Comparison of projections and hive-style partitioning(投影(Projections)与Hive风格分区(Hive-style partitioning)对比)¶
The use cases for projections (in particular, filter-optimized projections) partially overlap with those for hive-style partitioning. This page outlines some of the key differences between the two techniques, which include:
- Automatic compaction for projections
- Immediate usability for hive-style partitioning
- Data content constraints for projections
- Suitability for high-cardinality columns
- Supported consumers
Automatic compaction¶
Projections are automatically compacted to prevent excessive incremental file build-up over time. There is no automatic compaction for datasets that are written with hive-style partitioning.
Immediate usability¶
When a dataset is written with hive-style partitioning, readers will immediately benefit from optimized queries. However, because projection datasets are built asynchronously after the transaction is committed on the canonical dataset, a SNAPSHOT transaction on the canonical dataset will result in a period of time when readers do not benefit at all until the next projection build completes.
Data content constraints¶
Datasets written with hive-style partitioning are typically written in the open Apache Parquet format, which does not impose any notable constraints on data content. However, filter-optimized projections use a proprietary format that has a few constraints (most notably, string columns with very long values are not supported).
Suitability for high-cardinality columns¶
With hive-style partitioning, at least one file is written per unique value, so performing hive-style partitioning on a high-cardinality column will result in an excessive amount of output files. Filter-optimized projections are designed to handle high-cardinality columns well (especially timestamp columns in the context of timeseries data).
Supported consumers¶
Spark, Polars, and other query engines can benefit from hive-style partitioning. However, only Spark (specifically Foundry Spark, the Spark version used within Foundry) is able to benefit from filter-optimized projections.

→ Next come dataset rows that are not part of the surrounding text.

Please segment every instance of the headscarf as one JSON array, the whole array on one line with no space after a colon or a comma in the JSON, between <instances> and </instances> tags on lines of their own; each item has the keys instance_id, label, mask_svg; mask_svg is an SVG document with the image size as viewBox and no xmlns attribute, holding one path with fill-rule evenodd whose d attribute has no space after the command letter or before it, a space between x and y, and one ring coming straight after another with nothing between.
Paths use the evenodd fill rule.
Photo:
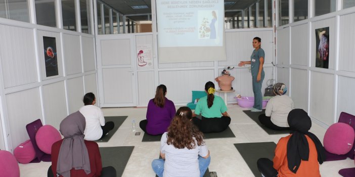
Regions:
<instances>
[{"instance_id":1,"label":"headscarf","mask_svg":"<svg viewBox=\"0 0 355 177\"><path fill-rule=\"evenodd\" d=\"M84 142L85 117L76 111L68 115L60 123L60 131L64 136L59 149L57 172L64 177L70 177L70 170L83 169L91 172L87 149Z\"/></svg>"},{"instance_id":2,"label":"headscarf","mask_svg":"<svg viewBox=\"0 0 355 177\"><path fill-rule=\"evenodd\" d=\"M318 138L308 131L312 126L310 118L302 109L294 109L290 111L287 122L292 135L287 142L287 161L288 168L296 173L301 164L301 160L307 161L309 155L308 136L315 143L318 162L323 163L326 159L325 150Z\"/></svg>"},{"instance_id":3,"label":"headscarf","mask_svg":"<svg viewBox=\"0 0 355 177\"><path fill-rule=\"evenodd\" d=\"M284 83L278 83L274 85L274 93L277 95L284 95L287 92L287 87Z\"/></svg>"}]
</instances>

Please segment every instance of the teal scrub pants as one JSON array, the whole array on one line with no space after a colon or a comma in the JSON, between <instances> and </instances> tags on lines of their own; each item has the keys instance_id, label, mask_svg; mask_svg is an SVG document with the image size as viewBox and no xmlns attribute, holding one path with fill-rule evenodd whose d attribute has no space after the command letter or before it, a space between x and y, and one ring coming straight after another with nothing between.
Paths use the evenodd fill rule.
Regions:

Additionally, code in Python or Java that uses the transforms filesystem APIs can leverage the information stored in file paths with hive-style partitioning to implement advanced custom optimizations. Projections are not exposed to user code in this way.
中文翻译¶
投影(Projections)与Hive风格分区(Hive-style partitioning)对比¶
投影(尤其是过滤优化投影(Filter-optimized projections))的适用场景与Hive风格分区存在部分重叠。本页概述了这两种技术的一些关键区别,主要包括:
自动压缩¶
系统会对投影自动执行压缩(Compaction),以防止增量文件随时间推移而过度堆积。而对于采用Hive风格分区写入的数据集(Datasets),则不提供自动压缩功能。
即时可用性¶
当数据集采用Hive风格分区写入时,读取端可立即享受到查询优化带来的优势。然而,由于投影数据集是在规范数据集(Canonical dataset)的事务提交后异步构建的,因此在规范数据集上执行SNAPSHOT事务后,直到下一次投影构建完成前,会存在一段读取端完全无法获益的空窗期。
数据内容约束¶
采用Hive风格分区写入的数据集通常使用开放的Apache Parquet格式,该格式对数据内容没有显著限制。相比之下,过滤优化投影采用专有格式,存在若干限制(其中最突出的是不支持包含超长值的字符串列)。
高基数列适用性¶
在Hive风格分区中,每个唯一值至少会生成一个文件,因此对高基数列(High-cardinality columns)执行Hive风格分区会导致输出文件数量过多。而过滤优化投影专为高效处理高基数列而设计(尤其是在时序数据场景下的时间戳列)。
支持的消费端¶
Spark、Polars及其他查询引擎均可利用Hive风格分区提升性能。然而,只有Spark(具体而言是Foundry Spark,即Foundry内部使用的Spark版本)能够利用过滤优化投影的优势。
此外,使用transforms文件系统API的Python或Java代码可以利用Hive风格分区文件路径中存储的信息,来实现高级自定义优化。而投影则不会以这种方式向用户代码暴露其底层信息。